How does it work?  Here’s a scenario… You are teaching a history lesson on the Civil Rights Movement and having an interesting discussion about Freedom Riders.  Instead of slowing down the conversation with interjections and questions, students can post their thoughts, opinions and questions on the Today’s Meet chat log.  As you are facilitating the conversation, you can scroll through the log and turn to different students in the class who have ideas to offer at different points in the conversation.  You know they have something to offer because they add a signature to their comment or question on the chat log. (Technical logistics:  You will need some students with computers, iPads or other internet-connected devices to post their comments.)
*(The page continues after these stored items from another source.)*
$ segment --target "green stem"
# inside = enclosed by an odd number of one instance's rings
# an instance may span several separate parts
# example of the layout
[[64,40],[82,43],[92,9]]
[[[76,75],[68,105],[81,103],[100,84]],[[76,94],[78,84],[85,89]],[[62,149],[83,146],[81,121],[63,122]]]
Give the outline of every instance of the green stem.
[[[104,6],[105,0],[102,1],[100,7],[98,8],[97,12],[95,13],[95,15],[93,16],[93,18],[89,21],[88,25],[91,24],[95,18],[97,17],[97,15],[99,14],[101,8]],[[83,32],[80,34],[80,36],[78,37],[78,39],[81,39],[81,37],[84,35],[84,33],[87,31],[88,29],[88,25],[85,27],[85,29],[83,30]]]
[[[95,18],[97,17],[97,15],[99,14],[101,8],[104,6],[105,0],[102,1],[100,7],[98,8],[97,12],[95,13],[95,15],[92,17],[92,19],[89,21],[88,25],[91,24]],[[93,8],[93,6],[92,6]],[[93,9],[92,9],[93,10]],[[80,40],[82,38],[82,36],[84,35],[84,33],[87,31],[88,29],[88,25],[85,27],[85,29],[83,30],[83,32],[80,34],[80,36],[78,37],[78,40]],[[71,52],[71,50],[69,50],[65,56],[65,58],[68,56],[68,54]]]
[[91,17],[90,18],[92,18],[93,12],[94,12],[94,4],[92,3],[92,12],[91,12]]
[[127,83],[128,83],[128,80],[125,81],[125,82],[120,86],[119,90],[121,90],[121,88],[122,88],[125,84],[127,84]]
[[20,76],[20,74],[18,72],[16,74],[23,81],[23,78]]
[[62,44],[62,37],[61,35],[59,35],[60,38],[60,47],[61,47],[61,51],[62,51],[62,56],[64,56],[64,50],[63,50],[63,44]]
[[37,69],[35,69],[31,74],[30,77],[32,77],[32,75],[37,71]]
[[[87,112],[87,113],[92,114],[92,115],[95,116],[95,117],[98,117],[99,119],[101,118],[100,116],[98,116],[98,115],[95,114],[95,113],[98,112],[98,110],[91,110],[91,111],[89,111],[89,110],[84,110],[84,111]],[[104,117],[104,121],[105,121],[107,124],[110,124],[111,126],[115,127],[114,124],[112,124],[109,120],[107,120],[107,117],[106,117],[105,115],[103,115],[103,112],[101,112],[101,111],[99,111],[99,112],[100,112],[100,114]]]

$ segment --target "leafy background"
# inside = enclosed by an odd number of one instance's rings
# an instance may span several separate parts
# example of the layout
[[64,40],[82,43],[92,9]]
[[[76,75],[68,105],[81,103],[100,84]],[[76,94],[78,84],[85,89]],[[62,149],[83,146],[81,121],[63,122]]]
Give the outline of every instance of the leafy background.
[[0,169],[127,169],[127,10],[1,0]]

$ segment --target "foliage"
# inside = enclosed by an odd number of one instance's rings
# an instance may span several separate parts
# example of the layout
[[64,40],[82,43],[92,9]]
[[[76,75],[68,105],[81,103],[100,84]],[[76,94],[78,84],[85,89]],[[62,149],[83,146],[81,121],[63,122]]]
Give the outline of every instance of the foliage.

Try this chat log out…I put up a Today’s Meet for you on the topic of  Dogs vs Cats as household pets.  As parents, many of us are faced with our kids wanting a pet.  What are the pros and cons of each?  Why are you more of a “cat person” or a “dog person”?  Visit the Dogs vs Cats link to see how the Today’s Meet tool works and post your thoughts.  Don’t forget to post your name or an alias and click the SAY button.

Pretty cool, isn’t it?  How can you use this in your classroom?  In a professional development workshop?  In a faculty meeting?  Think about the power of “crowdsourcing“.  Isn’t the collective whole smarter than the individual?  Think about it!

Challenge 1:

Watch the video on Crowdsourcing from the folks at (2:50)


Challenge 2: 

If you haven’t already, try Today’s Meet on the Dog vs Cats conversation.  Post your thoughts on the tool on the COMMENTS of this blog.


Challenge 3: 

Create your OWN Today’s Meet topic.  Post a question about something in teaching and learning that you want to learn from your colleagues about.  Crowdsource it!

Here is a screencast showing you how to set up your own Today’s Meet.




One thought on “Digital Challenge–Week 4: Collaborative Messaging & the Power of the Written Word

  1. How do you envision using Wall Wisher or Today’s Meet in your classroom? How do you see crowdsourcing as a powerful tool in the classroom and as a professional? What other tools do you use for collaborative messaging? Share, share, share!